Do me a favor, leave me out of it. Strategic relations between Israel and the US have seldom, if ever, been stronger than now. Israel and the US are more on the same page on Iran than in the past.
There is nothing I can think of that Gingrich could offer Israel more in strategic terms than what Israel has going for it right now, other perhaps, than a change in the American policy restricting Israeli arms sales to China, something Gingrich would certainly not change and, if anything, would tighten.
Despite economic realities in the US, the administration has just agreed to additional loan guarantees for Israel and not touched the military aid package.
Also, occasional tensions notwithstanding, Obama is not pushing Israel on the Palestinian issue, has forcefully left a military option against Iran on the table, established a strong deterrent presence in the Gulf, kept the price of fuel stable, pulled troops out of Iraq and consolidated the battle against Islamic radicals in Afghanistan, Yemen and the four corners of the earth. How much more could Gingrich do? I say this not to get involved in the American presidential election, but rather as a plea to leave Israel out of it. There is something sinister and scary about having Israel’s survival ostensibly being navigated into the hands of Newt Gingrich by Sheldon and Miriam Adelson, who have every right in the world to support their presidential candidate of choice, but not to play games with Israel’s security in their pursuit of political happiness.

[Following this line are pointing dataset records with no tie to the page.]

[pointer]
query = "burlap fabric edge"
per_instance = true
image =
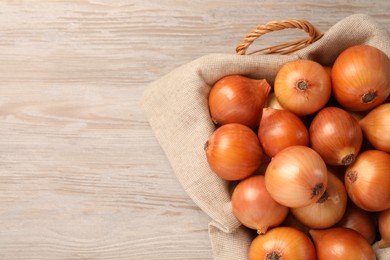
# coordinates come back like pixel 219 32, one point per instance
pixel 176 107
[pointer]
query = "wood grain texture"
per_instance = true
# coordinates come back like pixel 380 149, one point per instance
pixel 82 175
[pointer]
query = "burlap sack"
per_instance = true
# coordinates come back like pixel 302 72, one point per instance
pixel 176 107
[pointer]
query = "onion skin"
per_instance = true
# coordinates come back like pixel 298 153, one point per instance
pixel 376 127
pixel 273 102
pixel 238 99
pixel 254 207
pixel 359 220
pixel 384 230
pixel 302 87
pixel 336 136
pixel 367 180
pixel 233 152
pixel 296 176
pixel 328 210
pixel 285 243
pixel 280 129
pixel 361 78
pixel 341 243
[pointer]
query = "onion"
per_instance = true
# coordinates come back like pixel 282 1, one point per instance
pixel 238 99
pixel 376 127
pixel 280 129
pixel 341 243
pixel 254 207
pixel 336 136
pixel 273 102
pixel 359 220
pixel 291 221
pixel 296 176
pixel 384 230
pixel 328 210
pixel 282 243
pixel 302 86
pixel 361 77
pixel 367 180
pixel 233 152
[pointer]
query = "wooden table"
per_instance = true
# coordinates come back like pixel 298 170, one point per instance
pixel 82 175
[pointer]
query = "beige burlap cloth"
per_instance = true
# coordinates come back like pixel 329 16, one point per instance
pixel 176 108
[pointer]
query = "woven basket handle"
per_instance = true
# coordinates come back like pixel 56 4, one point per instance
pixel 283 48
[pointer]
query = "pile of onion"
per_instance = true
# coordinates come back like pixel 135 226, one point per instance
pixel 310 155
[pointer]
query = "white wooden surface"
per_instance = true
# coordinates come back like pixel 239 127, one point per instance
pixel 81 173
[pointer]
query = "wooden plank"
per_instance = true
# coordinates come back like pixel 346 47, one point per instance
pixel 82 175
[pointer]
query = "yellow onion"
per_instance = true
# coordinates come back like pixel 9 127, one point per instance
pixel 336 136
pixel 361 77
pixel 273 102
pixel 296 176
pixel 254 207
pixel 233 152
pixel 367 180
pixel 360 220
pixel 376 127
pixel 327 210
pixel 302 86
pixel 238 99
pixel 292 221
pixel 384 228
pixel 282 243
pixel 341 243
pixel 280 129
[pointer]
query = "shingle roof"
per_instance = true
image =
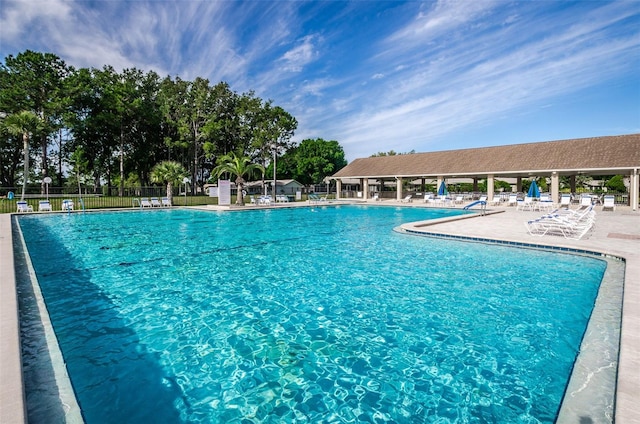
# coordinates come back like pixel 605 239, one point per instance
pixel 605 154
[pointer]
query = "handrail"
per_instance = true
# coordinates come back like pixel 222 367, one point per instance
pixel 482 203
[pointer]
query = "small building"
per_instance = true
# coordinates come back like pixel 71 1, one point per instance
pixel 286 187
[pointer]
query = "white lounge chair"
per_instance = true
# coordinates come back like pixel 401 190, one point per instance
pixel 23 206
pixel 67 205
pixel 609 203
pixel 264 200
pixel 569 224
pixel 496 201
pixel 586 201
pixel 44 206
pixel 526 204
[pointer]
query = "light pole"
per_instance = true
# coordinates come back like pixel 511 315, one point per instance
pixel 47 181
pixel 275 153
pixel 185 181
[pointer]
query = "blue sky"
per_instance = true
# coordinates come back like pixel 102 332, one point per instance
pixel 373 75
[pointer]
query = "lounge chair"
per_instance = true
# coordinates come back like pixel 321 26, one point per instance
pixel 23 206
pixel 67 205
pixel 526 204
pixel 44 206
pixel 586 201
pixel 567 223
pixel 565 201
pixel 496 201
pixel 609 203
pixel 264 200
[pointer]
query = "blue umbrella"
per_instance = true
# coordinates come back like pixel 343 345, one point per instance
pixel 442 190
pixel 534 191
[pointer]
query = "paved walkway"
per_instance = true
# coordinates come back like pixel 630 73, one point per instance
pixel 616 233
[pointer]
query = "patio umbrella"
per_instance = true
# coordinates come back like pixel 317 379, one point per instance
pixel 534 191
pixel 442 190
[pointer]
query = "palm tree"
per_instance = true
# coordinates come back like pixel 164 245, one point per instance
pixel 168 172
pixel 23 124
pixel 241 167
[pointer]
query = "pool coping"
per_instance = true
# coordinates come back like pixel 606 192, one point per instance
pixel 627 407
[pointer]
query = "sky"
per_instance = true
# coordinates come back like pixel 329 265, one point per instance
pixel 375 76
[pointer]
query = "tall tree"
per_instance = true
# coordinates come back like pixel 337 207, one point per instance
pixel 25 124
pixel 313 160
pixel 272 136
pixel 33 81
pixel 241 167
pixel 169 172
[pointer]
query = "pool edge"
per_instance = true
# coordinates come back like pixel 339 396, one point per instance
pixel 12 396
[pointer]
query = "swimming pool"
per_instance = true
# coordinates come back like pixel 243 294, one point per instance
pixel 306 314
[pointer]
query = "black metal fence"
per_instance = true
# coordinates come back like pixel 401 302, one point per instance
pixel 9 196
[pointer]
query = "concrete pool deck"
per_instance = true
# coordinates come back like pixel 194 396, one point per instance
pixel 616 233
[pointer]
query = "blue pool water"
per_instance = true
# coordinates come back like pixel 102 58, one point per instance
pixel 306 315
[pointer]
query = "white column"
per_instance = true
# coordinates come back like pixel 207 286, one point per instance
pixel 634 188
pixel 555 187
pixel 490 187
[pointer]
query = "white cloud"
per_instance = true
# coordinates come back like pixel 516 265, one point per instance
pixel 298 57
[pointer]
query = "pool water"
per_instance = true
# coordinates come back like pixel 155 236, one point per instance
pixel 306 315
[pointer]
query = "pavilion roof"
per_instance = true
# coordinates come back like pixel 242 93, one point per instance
pixel 607 155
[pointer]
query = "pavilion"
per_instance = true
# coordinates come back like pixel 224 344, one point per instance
pixel 595 156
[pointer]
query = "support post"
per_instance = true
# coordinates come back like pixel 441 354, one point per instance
pixel 490 187
pixel 365 189
pixel 555 187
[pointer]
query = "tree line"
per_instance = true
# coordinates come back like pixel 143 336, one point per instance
pixel 111 128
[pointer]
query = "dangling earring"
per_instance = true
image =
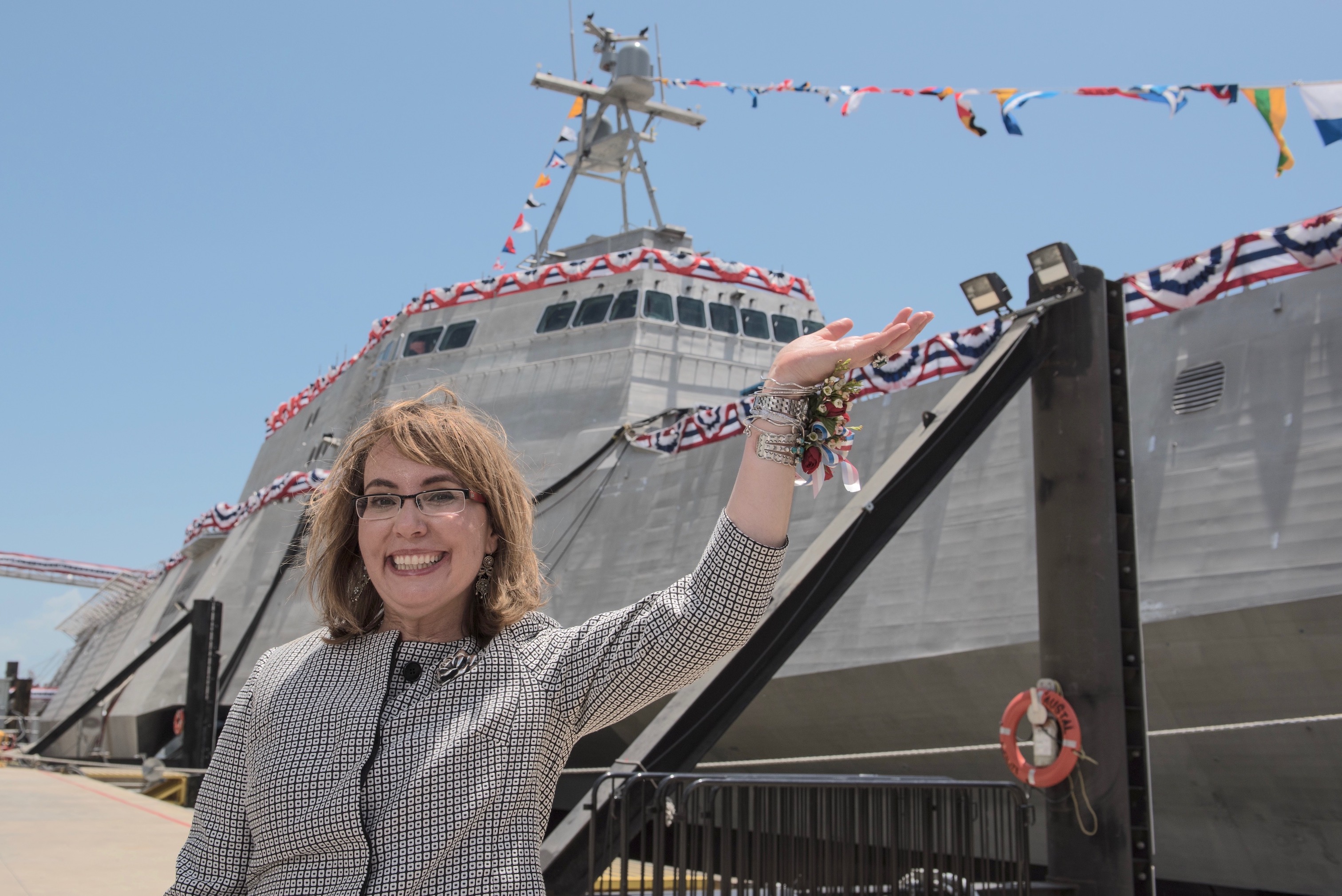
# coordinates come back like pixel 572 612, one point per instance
pixel 482 579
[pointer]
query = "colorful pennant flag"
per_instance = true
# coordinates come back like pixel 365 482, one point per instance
pixel 1271 105
pixel 967 112
pixel 1325 105
pixel 1226 93
pixel 1012 101
pixel 1173 97
pixel 850 105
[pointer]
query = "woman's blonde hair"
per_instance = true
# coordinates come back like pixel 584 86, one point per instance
pixel 439 434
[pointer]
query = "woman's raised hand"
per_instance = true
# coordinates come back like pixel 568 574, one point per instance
pixel 811 359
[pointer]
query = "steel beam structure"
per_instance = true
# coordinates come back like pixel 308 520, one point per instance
pixel 693 721
pixel 1089 624
pixel 202 717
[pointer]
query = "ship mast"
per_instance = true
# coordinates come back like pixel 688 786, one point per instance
pixel 603 152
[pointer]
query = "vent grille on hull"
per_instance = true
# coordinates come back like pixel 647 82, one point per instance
pixel 1199 388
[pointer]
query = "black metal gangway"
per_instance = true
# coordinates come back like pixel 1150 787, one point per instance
pixel 749 835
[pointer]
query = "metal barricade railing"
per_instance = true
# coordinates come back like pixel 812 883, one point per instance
pixel 701 835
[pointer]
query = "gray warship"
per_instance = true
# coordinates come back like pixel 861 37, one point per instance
pixel 1236 410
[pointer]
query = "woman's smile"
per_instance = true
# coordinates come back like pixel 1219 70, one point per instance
pixel 416 564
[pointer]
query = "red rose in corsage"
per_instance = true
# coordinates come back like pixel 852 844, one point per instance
pixel 826 432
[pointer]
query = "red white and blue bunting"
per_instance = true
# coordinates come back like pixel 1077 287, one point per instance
pixel 682 263
pixel 223 518
pixel 941 356
pixel 1250 258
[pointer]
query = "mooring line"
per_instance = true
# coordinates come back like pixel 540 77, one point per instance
pixel 929 752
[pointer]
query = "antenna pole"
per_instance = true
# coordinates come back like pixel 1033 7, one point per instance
pixel 573 53
pixel 657 37
pixel 584 148
pixel 643 170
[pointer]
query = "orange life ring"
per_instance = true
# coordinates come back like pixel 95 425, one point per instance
pixel 1070 738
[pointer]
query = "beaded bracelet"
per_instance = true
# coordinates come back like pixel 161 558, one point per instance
pixel 818 427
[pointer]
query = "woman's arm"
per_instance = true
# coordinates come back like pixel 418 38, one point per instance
pixel 762 501
pixel 616 663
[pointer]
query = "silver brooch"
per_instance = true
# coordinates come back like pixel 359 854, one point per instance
pixel 455 666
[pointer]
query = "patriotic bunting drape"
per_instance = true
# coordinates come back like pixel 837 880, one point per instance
pixel 682 263
pixel 941 356
pixel 223 518
pixel 1250 258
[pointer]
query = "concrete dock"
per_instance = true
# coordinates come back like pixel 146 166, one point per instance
pixel 65 835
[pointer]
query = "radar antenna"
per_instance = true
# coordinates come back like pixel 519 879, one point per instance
pixel 606 152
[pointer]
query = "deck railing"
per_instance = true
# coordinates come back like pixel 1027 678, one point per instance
pixel 701 835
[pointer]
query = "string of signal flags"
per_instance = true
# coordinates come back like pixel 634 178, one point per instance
pixel 1322 101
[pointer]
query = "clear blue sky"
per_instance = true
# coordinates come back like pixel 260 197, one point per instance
pixel 202 207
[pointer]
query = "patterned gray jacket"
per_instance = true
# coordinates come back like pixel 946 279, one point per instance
pixel 280 809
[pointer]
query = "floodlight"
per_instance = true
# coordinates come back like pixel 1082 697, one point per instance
pixel 1055 270
pixel 987 293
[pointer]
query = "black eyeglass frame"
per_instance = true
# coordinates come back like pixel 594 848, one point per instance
pixel 470 495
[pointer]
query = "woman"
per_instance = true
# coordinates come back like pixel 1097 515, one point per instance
pixel 414 743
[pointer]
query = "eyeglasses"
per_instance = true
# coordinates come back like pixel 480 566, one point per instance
pixel 442 502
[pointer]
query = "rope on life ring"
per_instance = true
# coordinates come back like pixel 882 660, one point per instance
pixel 1070 738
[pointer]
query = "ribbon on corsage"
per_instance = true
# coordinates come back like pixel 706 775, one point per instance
pixel 829 438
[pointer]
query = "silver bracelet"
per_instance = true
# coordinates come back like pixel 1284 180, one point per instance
pixel 792 408
pixel 778 447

Israel and America share fundamental values that go across the political board. The two countries also share common strategic objectives. They rely on each other in many ways, and respect each other’s stability.
Security, confidentiality, secrecy and discretion are all part of the same lexicon.
Also, one doesn’t force medicine down the throat of a healthy baby.
America has enough issues of its own. Israel, at the moment, is not major among them. I judge neither Gingrich, though I know I could never vote for him, nor Adelson, though what I know, admittedly, does not seem to indicate I would be invited to his poker table.
But when it comes to American- Israel strategic relations at this very sensitive time, I would beg both men to tread softly: The stakes involved are too high for games of fortune.